Well I never knew that!! Thanks for letting me know, I thought it just used both sources on constant, that sounds a very handy feature, especially when the van is on the drive as I switch the heating to gas and then an hour later go out to switch it to mains only.

This feature would mean I didnt need to do this as long as the thermostat isn't up on full.

The controls could be a bit clearer, is it just me or do others find them confusing. I often have to ask my son how to do it and he goes off on one saying im being stupid but I find it so confusing :lol: :lol:

Thanks again
Ian


----------



## pippin (Nov 15, 2007)

Ian, if you do a search you will find a link to the idiots guide pictures of how the controls work.

I modified the pictures in the manual to make more sense.

Print them off and stick them next to the controls.


----------



## Jean-Luc (Jul 21, 2005)

You're right about the controls not being the most user friendly, the subject has bee discussed here before.
I have the file below printed off in a small size and stuck on the wall next to them.


----------



## Ian-rapido (Mar 24, 2009)

Thanks both, 

that diagram is really brilliant, its so clear.

Will be printing that out to put next to the controls  

Thanks again
Ian


----------



## Lesleykh (Apr 13, 2009)

Hi,

My controls are not like the ones in the diagram.
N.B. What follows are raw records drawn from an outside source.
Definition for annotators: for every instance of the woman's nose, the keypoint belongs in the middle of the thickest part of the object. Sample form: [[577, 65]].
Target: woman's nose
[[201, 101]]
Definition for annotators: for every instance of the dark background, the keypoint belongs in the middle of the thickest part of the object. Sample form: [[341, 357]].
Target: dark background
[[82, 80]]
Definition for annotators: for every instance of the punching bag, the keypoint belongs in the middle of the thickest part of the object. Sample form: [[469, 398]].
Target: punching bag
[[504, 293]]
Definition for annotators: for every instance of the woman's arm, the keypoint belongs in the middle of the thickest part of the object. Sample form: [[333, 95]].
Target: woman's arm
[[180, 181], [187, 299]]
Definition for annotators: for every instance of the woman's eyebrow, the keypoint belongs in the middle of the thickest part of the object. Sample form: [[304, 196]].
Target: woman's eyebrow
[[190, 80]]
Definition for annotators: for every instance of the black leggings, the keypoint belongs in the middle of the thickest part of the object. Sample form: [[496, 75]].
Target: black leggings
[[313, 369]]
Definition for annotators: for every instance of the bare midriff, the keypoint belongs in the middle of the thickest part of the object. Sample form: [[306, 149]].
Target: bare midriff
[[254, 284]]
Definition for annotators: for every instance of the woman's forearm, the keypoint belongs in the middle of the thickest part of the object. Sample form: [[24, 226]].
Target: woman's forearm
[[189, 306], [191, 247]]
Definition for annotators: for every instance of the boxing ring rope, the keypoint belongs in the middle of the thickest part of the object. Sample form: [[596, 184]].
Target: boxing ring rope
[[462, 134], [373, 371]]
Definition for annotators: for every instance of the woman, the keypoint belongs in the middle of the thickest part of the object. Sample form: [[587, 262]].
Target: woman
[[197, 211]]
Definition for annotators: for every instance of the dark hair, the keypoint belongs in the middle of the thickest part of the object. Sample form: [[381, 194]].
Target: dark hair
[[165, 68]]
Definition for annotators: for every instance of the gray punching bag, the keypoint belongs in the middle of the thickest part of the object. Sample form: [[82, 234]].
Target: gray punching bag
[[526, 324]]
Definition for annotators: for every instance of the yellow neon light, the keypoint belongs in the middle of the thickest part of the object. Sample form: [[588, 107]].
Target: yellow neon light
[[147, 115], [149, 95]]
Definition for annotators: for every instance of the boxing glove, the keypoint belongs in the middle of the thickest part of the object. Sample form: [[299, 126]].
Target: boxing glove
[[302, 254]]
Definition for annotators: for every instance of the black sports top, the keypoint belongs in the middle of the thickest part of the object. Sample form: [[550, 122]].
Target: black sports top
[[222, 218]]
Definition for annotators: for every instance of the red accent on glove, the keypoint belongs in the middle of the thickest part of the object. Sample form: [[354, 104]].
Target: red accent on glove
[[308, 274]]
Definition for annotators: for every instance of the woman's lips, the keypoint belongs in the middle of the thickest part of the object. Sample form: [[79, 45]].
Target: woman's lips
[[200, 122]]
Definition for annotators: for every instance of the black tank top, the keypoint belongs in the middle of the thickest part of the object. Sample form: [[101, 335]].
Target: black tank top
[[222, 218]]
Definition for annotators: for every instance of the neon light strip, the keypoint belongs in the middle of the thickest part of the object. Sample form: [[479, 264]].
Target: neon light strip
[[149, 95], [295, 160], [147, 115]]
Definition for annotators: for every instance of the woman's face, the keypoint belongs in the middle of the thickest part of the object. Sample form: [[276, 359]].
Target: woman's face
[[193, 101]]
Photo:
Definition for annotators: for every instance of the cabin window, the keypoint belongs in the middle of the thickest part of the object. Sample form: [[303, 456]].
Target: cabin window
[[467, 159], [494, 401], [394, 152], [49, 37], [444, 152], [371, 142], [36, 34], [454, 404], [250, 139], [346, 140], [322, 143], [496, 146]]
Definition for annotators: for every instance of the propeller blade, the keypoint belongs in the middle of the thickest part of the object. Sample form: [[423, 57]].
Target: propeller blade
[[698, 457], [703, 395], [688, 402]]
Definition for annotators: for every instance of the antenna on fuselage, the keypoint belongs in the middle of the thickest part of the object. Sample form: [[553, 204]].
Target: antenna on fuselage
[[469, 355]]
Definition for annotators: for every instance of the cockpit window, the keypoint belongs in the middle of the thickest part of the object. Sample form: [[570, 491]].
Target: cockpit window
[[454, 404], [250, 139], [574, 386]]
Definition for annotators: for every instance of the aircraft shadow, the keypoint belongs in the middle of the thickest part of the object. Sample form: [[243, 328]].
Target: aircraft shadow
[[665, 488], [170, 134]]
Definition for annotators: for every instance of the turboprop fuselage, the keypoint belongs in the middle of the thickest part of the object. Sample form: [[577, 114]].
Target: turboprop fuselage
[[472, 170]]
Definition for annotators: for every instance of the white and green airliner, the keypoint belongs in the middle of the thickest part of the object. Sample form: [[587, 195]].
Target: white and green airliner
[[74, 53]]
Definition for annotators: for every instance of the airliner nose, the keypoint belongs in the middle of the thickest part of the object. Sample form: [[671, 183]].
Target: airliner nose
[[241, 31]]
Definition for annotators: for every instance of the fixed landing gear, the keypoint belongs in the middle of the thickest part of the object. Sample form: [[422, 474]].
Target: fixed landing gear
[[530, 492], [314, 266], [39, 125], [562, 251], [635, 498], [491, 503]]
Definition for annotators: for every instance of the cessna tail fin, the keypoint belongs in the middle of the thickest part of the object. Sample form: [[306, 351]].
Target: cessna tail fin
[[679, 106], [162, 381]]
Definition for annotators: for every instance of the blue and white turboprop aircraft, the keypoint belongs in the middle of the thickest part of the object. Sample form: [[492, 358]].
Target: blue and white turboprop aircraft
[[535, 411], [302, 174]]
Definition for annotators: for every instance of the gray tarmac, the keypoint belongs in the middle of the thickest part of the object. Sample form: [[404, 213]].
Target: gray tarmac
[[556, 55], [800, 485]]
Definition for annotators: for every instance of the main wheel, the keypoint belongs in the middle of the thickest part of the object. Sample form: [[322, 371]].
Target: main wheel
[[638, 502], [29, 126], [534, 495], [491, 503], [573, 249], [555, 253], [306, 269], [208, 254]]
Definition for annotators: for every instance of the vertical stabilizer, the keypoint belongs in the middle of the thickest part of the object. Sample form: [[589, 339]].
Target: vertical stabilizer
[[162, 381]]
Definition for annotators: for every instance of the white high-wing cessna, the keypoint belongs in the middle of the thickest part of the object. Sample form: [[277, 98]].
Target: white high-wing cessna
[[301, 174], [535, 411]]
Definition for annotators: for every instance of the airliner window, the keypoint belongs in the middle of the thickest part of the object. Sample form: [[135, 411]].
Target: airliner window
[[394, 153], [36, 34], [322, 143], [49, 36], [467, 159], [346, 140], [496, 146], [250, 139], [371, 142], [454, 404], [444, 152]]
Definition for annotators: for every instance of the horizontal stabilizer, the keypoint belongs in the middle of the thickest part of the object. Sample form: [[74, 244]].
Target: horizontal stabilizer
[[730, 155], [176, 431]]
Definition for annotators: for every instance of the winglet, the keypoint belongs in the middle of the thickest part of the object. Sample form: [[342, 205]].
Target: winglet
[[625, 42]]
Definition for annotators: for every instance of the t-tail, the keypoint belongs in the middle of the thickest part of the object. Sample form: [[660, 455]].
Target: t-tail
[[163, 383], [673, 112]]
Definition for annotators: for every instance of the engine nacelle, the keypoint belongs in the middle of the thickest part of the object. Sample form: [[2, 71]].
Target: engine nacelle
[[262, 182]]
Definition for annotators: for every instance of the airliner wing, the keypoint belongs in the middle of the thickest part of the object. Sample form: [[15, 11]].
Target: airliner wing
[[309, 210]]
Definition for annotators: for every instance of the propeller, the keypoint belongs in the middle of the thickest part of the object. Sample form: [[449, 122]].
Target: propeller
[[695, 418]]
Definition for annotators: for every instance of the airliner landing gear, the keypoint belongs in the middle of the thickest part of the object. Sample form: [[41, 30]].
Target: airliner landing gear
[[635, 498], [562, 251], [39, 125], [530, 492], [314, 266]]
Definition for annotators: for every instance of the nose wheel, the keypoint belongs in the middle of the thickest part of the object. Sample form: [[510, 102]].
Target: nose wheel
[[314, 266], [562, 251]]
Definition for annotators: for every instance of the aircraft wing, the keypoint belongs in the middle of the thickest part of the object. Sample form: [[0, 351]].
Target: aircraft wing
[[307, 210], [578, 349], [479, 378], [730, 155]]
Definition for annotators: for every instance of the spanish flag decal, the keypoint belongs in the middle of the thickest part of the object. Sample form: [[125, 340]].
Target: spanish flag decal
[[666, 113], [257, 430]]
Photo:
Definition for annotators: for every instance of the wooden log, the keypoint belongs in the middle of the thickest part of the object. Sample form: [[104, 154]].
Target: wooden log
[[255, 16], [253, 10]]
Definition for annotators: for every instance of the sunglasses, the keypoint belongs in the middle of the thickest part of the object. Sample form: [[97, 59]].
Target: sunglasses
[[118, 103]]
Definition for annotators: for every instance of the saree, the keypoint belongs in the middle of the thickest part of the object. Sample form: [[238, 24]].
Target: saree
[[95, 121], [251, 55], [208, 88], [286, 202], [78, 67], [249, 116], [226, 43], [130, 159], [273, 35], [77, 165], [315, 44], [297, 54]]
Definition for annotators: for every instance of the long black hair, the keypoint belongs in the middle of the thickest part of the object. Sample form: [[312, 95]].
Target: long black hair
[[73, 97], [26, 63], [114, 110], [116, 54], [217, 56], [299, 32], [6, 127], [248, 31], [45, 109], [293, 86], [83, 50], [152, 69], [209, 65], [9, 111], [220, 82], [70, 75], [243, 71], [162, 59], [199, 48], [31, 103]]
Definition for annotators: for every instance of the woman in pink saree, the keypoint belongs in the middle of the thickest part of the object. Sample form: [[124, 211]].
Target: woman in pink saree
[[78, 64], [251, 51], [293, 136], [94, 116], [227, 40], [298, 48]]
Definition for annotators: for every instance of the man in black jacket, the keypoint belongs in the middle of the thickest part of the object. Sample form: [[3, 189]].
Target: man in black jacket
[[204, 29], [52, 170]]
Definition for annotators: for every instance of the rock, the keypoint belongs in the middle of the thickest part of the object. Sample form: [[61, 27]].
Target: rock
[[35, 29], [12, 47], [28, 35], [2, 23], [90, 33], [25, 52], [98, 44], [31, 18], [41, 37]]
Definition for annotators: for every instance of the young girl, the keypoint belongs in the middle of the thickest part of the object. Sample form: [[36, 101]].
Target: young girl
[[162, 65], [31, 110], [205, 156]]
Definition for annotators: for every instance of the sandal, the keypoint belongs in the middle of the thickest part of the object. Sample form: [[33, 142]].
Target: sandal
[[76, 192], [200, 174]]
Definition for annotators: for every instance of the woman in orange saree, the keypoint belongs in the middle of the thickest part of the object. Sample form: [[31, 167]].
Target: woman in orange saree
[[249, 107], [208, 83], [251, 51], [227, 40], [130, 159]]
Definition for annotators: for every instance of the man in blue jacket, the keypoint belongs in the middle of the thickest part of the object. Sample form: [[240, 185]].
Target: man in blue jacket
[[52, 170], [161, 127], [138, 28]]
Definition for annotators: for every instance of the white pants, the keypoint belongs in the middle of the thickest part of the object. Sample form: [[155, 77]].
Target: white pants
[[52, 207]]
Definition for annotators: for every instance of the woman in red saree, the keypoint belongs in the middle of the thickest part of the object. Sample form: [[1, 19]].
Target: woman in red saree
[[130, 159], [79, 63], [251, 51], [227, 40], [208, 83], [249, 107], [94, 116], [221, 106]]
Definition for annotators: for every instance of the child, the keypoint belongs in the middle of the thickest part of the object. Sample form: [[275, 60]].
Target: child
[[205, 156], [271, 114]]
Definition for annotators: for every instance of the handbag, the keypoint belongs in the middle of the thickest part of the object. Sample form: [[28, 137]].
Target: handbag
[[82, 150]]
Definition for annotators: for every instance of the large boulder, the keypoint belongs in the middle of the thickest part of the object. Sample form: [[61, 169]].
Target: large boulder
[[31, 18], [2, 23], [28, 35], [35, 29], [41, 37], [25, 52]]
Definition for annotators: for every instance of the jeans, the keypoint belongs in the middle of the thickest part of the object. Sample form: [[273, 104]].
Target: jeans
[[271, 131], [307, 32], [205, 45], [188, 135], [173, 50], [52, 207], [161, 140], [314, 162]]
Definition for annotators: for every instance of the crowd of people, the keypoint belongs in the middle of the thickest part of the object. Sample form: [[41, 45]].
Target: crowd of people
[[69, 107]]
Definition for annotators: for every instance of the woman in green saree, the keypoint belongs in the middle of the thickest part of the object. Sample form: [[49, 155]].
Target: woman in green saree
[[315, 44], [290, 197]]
We have the same dial as the one that shows the thermostat and hot water, heat or water & heat. Uner that dial we have a switch which says off or 230V & there's a symbol with the 230V bit. Can anyone throw any light on what the switch might do. We can't find it in the handbook and it's the one bit we don't understand after our one week away in the van.

Lesley


----------



## bowlty (Dec 28, 2009)

hi
thanks for all your replys we,ve had a problem with a gas pipe in the past its, back to the dealer on friday and i will also ask them to fit a alam it was the pipe behind the freezer
we do have a smoke alam but i think its time for a gas alam 
good point made about i am paying for the eletric when on site so i,ll use 
the oil raditor
thanks bowlty


----------



## Jean-Luc (Jul 21, 2005)

bowlty said:


> hi
> thanks for all your replys we,ve had a problem with a gas pipe in the past its, back to the dealer on friday and i will also ask them to fit a alam it was the pipe behind the freezer
> we do have a smoke alam but i think its time for a gas alam
> good point made about i am paying for the eletric when on site so i,ll use
> ...


Gas leak behind the fridge  
Have you seen THIS RECALL NOTICE


----------



## bowlty (Dec 28, 2009)

thanks jean
for that this has been a problem since last year the dealer keeps telling me it diffrent parts they must no about this ,ive had two gas checks in the last 10 weeks maybe my son has be right all along
thanks a lot
bowlty


----------



## Ian-rapido (Mar 24, 2009)

We had the Dometic recall done on our van when we bought it, surprisingly the previous owner had not had it done!! Im glad we checked.

It took about 5 mins. There was a black pipe and the engineer put these brackets around it and screwed them in place.

I was gutted then to find that there was a recall on the combi boiler as well!! Luckily ours was out of the recall.

Ian


----------



## JockandRita (Jun 1, 2005)

Hi Bowlty, 

I do understand your son's concerns, and I am assuming he is of an age to make a rational decision/choice in the matter of safety, however, as a former Fire Fighter of some thirty years, I too was concerned about leaving the gas heater on overnight, especially during our early days of caravanning, (mid 80's).

Since progressing to modern caravans and MHs, and becoming aqquainted with Carver/Dometic/Truma heating systems, I can assure you and your son, that if properly maintained, these heating systems are very much safe to leave on overnight, as they are controlled by the "room" thermostat, and the products of combustion are flued out to the atmosphere. 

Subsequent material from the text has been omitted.